Invalid_Node_Error (Code -3) after some writes

#1

We’ve a 4 node cluster Aerospike (build 3.12.0 community addition). Our cluster is working fine for read/writes except when we try to write at a high rate through java client via spark job. While executing the job the writes are happening at 500 TPS on all nodes as seen in AMC. But either the job fails after sometime or even if the job passes the second job fails within few seconds with “com.aerospike.client.AerospikeException$InvalidNode: Error Code -3: Invalid node”. Subsequent jobs have the same error for quite sometime (some hours) before next job can write any data. At the time of failure of job cluster seems healthy on all checked metrics, viz. client connection, open connection, pending IO tasks etc.

Following is the config for

namespace {name_space_name} {
        replication-factor 1
        memory-size 50G
		default-ttl 10D
		storage-engine device {
			file /storage/aerospike/{file_name}.dat
			filesize 350G
			data-in-memory true
        }
}
#2

The rest of your config would be more helpful. Likely the old paxos or heartbeat implementations hit an issue.

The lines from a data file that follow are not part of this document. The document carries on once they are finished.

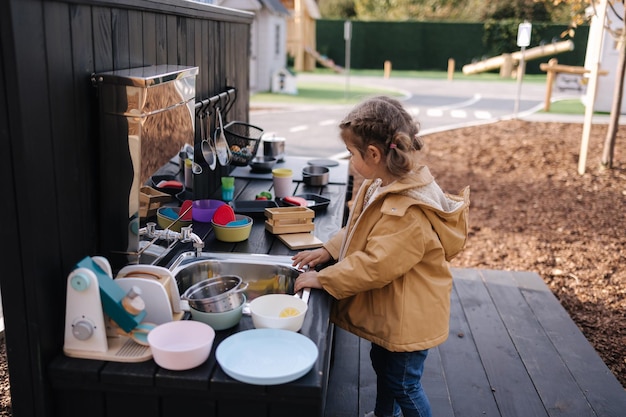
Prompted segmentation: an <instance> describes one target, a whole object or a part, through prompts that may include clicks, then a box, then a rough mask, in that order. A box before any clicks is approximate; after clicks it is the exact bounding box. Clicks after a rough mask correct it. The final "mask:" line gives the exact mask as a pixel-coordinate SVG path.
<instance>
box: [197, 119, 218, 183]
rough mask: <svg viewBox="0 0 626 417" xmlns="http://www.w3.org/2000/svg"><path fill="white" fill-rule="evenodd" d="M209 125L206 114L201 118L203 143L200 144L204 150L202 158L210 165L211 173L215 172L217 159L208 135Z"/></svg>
mask: <svg viewBox="0 0 626 417" xmlns="http://www.w3.org/2000/svg"><path fill="white" fill-rule="evenodd" d="M204 119H206V121H205V120H204ZM205 123H206V124H205ZM209 123H210V119H209V115H208V114H205V115H204V116H201V117H200V136H201V138H202V143H201V144H200V148H201V149H202V156H203V157H204V160H205V161H206V163H207V164H208V165H209V168H210V169H211V171H214V170H215V166H216V165H217V159H216V157H215V148H213V144H211V142H210V138H209V135H208V132H209ZM200 168H202V167H200Z"/></svg>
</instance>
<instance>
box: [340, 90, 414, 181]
mask: <svg viewBox="0 0 626 417" xmlns="http://www.w3.org/2000/svg"><path fill="white" fill-rule="evenodd" d="M339 128H340V129H341V130H342V131H346V130H349V131H351V132H352V133H353V136H354V137H355V139H356V141H357V142H356V143H354V144H353V145H354V146H355V147H356V148H357V150H358V151H359V152H360V153H361V156H364V155H365V151H366V149H367V147H368V146H369V145H373V146H376V147H377V148H378V149H379V150H380V151H381V153H382V154H383V157H384V158H386V163H387V168H388V169H389V172H390V173H391V174H392V175H395V176H399V177H401V176H404V175H405V174H407V173H408V172H410V171H411V170H412V169H413V161H414V159H415V158H414V153H415V152H416V151H419V150H420V149H422V146H423V143H422V141H421V139H420V138H418V136H417V135H418V133H419V124H418V123H417V122H416V121H415V120H414V119H413V117H411V115H410V114H409V113H408V112H407V111H406V110H405V109H404V107H403V106H402V104H401V103H400V102H399V101H398V100H396V99H394V98H391V97H387V96H378V97H372V98H370V99H368V100H365V101H364V102H362V103H361V104H358V105H357V106H356V107H355V108H354V109H353V110H352V111H351V112H350V113H348V115H347V116H346V117H345V118H344V119H343V120H342V121H341V123H340V124H339Z"/></svg>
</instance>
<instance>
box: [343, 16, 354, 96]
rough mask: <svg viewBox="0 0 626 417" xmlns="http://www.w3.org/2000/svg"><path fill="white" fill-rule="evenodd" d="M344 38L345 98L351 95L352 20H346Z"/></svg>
mask: <svg viewBox="0 0 626 417" xmlns="http://www.w3.org/2000/svg"><path fill="white" fill-rule="evenodd" d="M343 39H344V40H345V41H346V93H345V99H346V100H348V97H349V95H350V43H351V40H352V22H351V21H349V20H346V21H345V22H344V24H343Z"/></svg>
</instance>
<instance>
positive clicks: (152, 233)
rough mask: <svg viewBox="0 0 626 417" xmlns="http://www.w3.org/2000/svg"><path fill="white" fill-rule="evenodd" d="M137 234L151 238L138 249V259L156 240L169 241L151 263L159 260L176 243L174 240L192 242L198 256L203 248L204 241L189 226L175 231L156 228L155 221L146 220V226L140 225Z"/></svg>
mask: <svg viewBox="0 0 626 417" xmlns="http://www.w3.org/2000/svg"><path fill="white" fill-rule="evenodd" d="M139 236H140V237H141V236H146V237H147V238H151V239H152V240H150V241H149V242H148V243H147V244H146V245H145V246H144V247H142V248H141V249H139V251H138V253H137V255H138V259H139V258H141V255H142V253H144V252H145V251H146V249H148V248H149V247H150V246H152V245H153V244H154V243H155V242H156V241H157V240H159V239H162V240H167V241H169V242H171V243H170V244H169V246H168V247H167V248H164V250H163V253H161V254H160V255H159V256H157V257H156V259H155V260H154V261H152V264H155V263H156V262H158V261H159V260H161V259H162V258H163V257H164V256H165V255H166V254H167V253H168V252H169V251H170V250H171V249H172V248H173V247H174V245H175V244H176V242H182V243H187V242H193V247H194V248H195V249H196V256H200V255H201V253H202V249H203V248H204V241H203V240H202V239H201V238H200V236H198V235H197V234H195V233H193V231H192V227H191V226H186V227H182V228H181V231H180V233H179V232H175V231H173V230H170V229H163V230H157V228H156V223H154V222H148V223H146V227H142V228H141V229H139Z"/></svg>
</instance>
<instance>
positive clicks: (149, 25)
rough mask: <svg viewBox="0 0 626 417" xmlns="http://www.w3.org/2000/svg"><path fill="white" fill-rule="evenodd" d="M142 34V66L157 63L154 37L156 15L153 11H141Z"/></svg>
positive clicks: (156, 55)
mask: <svg viewBox="0 0 626 417" xmlns="http://www.w3.org/2000/svg"><path fill="white" fill-rule="evenodd" d="M141 23H142V24H141V28H142V29H143V36H142V40H143V43H142V52H143V62H142V66H148V65H156V63H157V38H156V16H155V15H154V13H148V12H143V13H141Z"/></svg>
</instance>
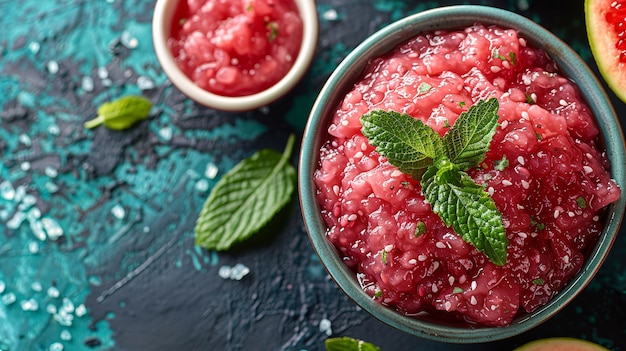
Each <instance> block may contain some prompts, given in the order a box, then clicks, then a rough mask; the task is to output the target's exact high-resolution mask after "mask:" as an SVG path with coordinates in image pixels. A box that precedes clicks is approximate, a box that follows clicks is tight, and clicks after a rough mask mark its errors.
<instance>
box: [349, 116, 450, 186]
mask: <svg viewBox="0 0 626 351" xmlns="http://www.w3.org/2000/svg"><path fill="white" fill-rule="evenodd" d="M361 124H362V129H361V131H362V132H363V135H365V137H367V139H368V140H369V142H370V144H371V145H373V146H375V147H376V151H377V152H378V153H379V154H380V155H382V156H385V157H387V158H388V159H389V162H390V163H391V164H392V165H394V166H396V167H398V169H399V170H400V171H402V172H404V173H406V174H408V175H410V176H412V177H413V178H414V179H419V177H420V176H421V174H422V173H424V170H425V169H426V168H427V167H428V166H429V165H430V164H432V162H433V160H434V158H435V157H436V156H437V155H438V154H440V153H441V152H442V150H443V144H442V141H441V137H440V136H439V134H437V133H436V132H435V131H434V130H433V129H432V128H430V127H429V126H427V125H425V124H424V123H423V122H422V121H420V120H419V119H415V118H413V117H411V116H409V115H407V114H401V113H398V112H395V111H388V112H387V111H382V110H374V111H371V112H369V113H367V114H365V115H363V116H361Z"/></svg>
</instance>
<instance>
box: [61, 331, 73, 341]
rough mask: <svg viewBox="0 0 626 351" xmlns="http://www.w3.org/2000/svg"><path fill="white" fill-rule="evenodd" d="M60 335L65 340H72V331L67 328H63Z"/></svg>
mask: <svg viewBox="0 0 626 351" xmlns="http://www.w3.org/2000/svg"><path fill="white" fill-rule="evenodd" d="M59 337H60V338H61V340H63V341H70V340H72V333H71V332H70V331H69V330H67V329H63V330H62V331H61V334H60V335H59Z"/></svg>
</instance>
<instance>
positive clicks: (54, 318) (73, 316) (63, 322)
mask: <svg viewBox="0 0 626 351" xmlns="http://www.w3.org/2000/svg"><path fill="white" fill-rule="evenodd" d="M52 318H53V319H54V320H55V321H56V322H57V323H59V324H60V325H62V326H65V327H69V326H71V325H72V323H73V322H74V315H73V314H71V313H68V312H67V311H65V310H63V309H59V310H58V311H57V313H55V314H53V315H52Z"/></svg>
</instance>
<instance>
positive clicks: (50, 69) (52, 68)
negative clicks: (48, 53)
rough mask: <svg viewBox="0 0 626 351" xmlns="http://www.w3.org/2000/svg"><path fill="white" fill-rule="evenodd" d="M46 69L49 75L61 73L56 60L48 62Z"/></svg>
mask: <svg viewBox="0 0 626 351" xmlns="http://www.w3.org/2000/svg"><path fill="white" fill-rule="evenodd" d="M46 68H47V69H48V72H49V73H51V74H57V73H58V72H59V63H58V62H56V61H54V60H50V61H48V64H47V65H46Z"/></svg>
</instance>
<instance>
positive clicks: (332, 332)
mask: <svg viewBox="0 0 626 351" xmlns="http://www.w3.org/2000/svg"><path fill="white" fill-rule="evenodd" d="M320 331H321V332H322V333H324V334H326V335H328V336H331V335H332V334H333V329H332V323H331V322H330V321H329V320H328V319H326V318H322V320H320Z"/></svg>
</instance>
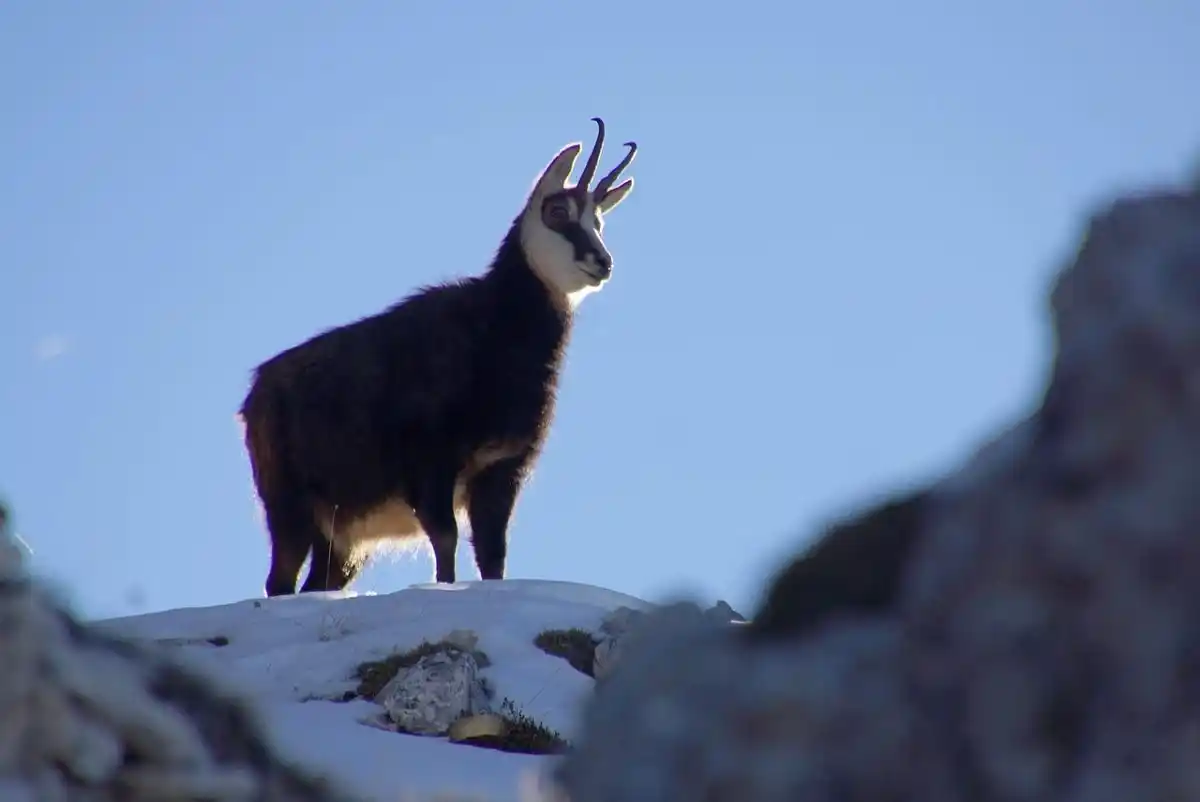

In your version, you can upgrade the heartbeat protocol to v3, which may help. But I suggest upgrading to 3.13 instead. 3.13 reworks much of the distributed system. Also since you must upgrade through 3.13 from prior versions, it has had large extension to the period where we backport bug fixes. You can find instructions here: https://www.aerospike.com/docs/operations/upgrade/cluster_to_3_13/.

Additional information about 3.13 can be found here: https://www.aerospike.com/blog/whats-new-aerospike-3-13-3-14/.

#3

Thanks for speedy reply @kporter. Will upgrade the heartbeat protocol and try out first as cluster upgrade is comparatively bigger task. Meanwhile below is rest of the config if helpful:

network {
        service {
                address any
                port 3000
        }

        heartbeat {
                mode mesh
                port 3002

                mesh-seed-address-port {ip1} 3002
                mesh-seed-address-port {ip2} 3002
                mesh-seed-address-port {ip3} 3002
                mesh-seed-address-port {ip4} 3002

                interval 150
                timeout 20
        }

        fabric {
                port 3001
        }

        info {
                port 3003
        }
}

service {


        user {username}
        group {group_name}

        nsup-period 100
        paxos-single-replica-limit 1
        service-threads 20
        transaction-queues 20
        transaction-threads-per-queue 3
        transaction-pending-limit 15000
        proto-fd-max 50000
        migrate-threads 1
        pidfile /var/run/aerospike/asd.pid
}
#4

Unfortunately it didn’t help out and its still same. Also, what I missed in last post was that if we restart the Aerospike nodes, cluster again starts to accept bulk writes. Please let me know if upgrading would be the only viable option.

#5

This error -3 invalid node could be caused by attempting connections without having the cluster object instantiated (no nodes have been discovered in the cluster). Also, are you using the latest Java Client?

#6

attempting connections without having the cluster object instantiated

In that case there shouldn’t be any updates going at all, but writes do go for sometime and then fails. BTW, when would this scenario happen ?

Also, are you using the latest Java Client?

We’re using “3.3.2” Java Client. Will check if there are no breaking changes in the latest client.

#7

I am not an expert on the client coding best practices, but I guess it could happen on how the cluster object is initialized / re-initialized or when recovering from a short lived network outage?

I would definitely suggest trying the latest client. There would be some changes to apply but I don’t think it is much. The release notes would have links to the relevant details.